Révéler : comme en alchimie, un sens caché ou renouvelé de l’objet et de son association en espace et dans un contexte. L’échange : pas uniquement d’âmes mais dans l’installation entre spectateur (acteur) de l’œuvre, y creuser les vides, les fractures. Le vase éclaté se fait cœur, fleur, pétales pour que se lève une métaphysique de la forme et une archéologie du sensible. Le tout dans une forme de purgatoire, en attente d’états futurs, mémoriels surtout.
L’œuvre est en flux, il ne s’agit plus d’aboutir mais de creuser toujours. L’œuvre est impermanence, elle est en coexistence avec ce qui la précède, ce qui l’entoure, ce qui lui succède. Les images sont fantômes, elles hantent mais ne réapparaissent pas, elles s’échappent de la répétition. Elles s’esquivent… Les œuvres de Nicolas Aguirre au final se travaillent comme des émotions.

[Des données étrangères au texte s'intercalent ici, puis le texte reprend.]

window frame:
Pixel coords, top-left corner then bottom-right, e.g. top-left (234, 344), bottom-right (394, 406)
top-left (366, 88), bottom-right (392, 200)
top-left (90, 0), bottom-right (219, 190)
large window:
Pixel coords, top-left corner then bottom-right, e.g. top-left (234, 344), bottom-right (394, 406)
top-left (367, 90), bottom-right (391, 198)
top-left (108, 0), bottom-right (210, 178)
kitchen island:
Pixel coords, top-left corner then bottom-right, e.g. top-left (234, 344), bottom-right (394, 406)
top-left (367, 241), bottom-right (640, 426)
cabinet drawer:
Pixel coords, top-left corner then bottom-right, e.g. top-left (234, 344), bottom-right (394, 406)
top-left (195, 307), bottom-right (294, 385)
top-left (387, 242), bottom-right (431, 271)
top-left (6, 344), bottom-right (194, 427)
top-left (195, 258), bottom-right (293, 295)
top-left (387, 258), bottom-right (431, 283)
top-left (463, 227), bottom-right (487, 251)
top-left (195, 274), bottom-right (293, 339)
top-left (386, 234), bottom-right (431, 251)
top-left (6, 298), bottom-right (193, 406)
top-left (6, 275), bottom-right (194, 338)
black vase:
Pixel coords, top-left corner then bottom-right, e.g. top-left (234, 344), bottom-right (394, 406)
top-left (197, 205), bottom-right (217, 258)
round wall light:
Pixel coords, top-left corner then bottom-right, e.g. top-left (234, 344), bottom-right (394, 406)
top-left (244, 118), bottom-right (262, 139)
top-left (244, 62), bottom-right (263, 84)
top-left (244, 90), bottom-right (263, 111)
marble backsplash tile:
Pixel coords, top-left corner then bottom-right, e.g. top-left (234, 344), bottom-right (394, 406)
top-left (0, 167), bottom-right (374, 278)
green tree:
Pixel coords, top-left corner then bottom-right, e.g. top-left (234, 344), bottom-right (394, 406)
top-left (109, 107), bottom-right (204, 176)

Vincent Honoré, octobre 2020
À propos de Nicolas Aguirre :
Nicolas Aguirre (né en 1991 à Quito, Équateur) vit et travaille à Montpellier.
Diplômé de l’École des Beaux- Arts de Montpellier en 2018, il est un des membres fondateurs du collectif In Extremis. Il a participé à l’exposition collective Chopped and Screwed atterrissage programmé, FRAC Occitanie, Montpellier (2018), et à Pm-10, galerie Aperto, Montpellier (2018), ainsi qu’au programme de résidence international Saison 6 proposé par le MO.CO. ESBA en 2019.
Première exposition personnelle Donkey discussions à Quito (Equateur) à la galerie +Arte, 2020
Il participe à l’exposition Possédé.e.s au MO.CO Panacée jusqu’au 3 janvier 2021.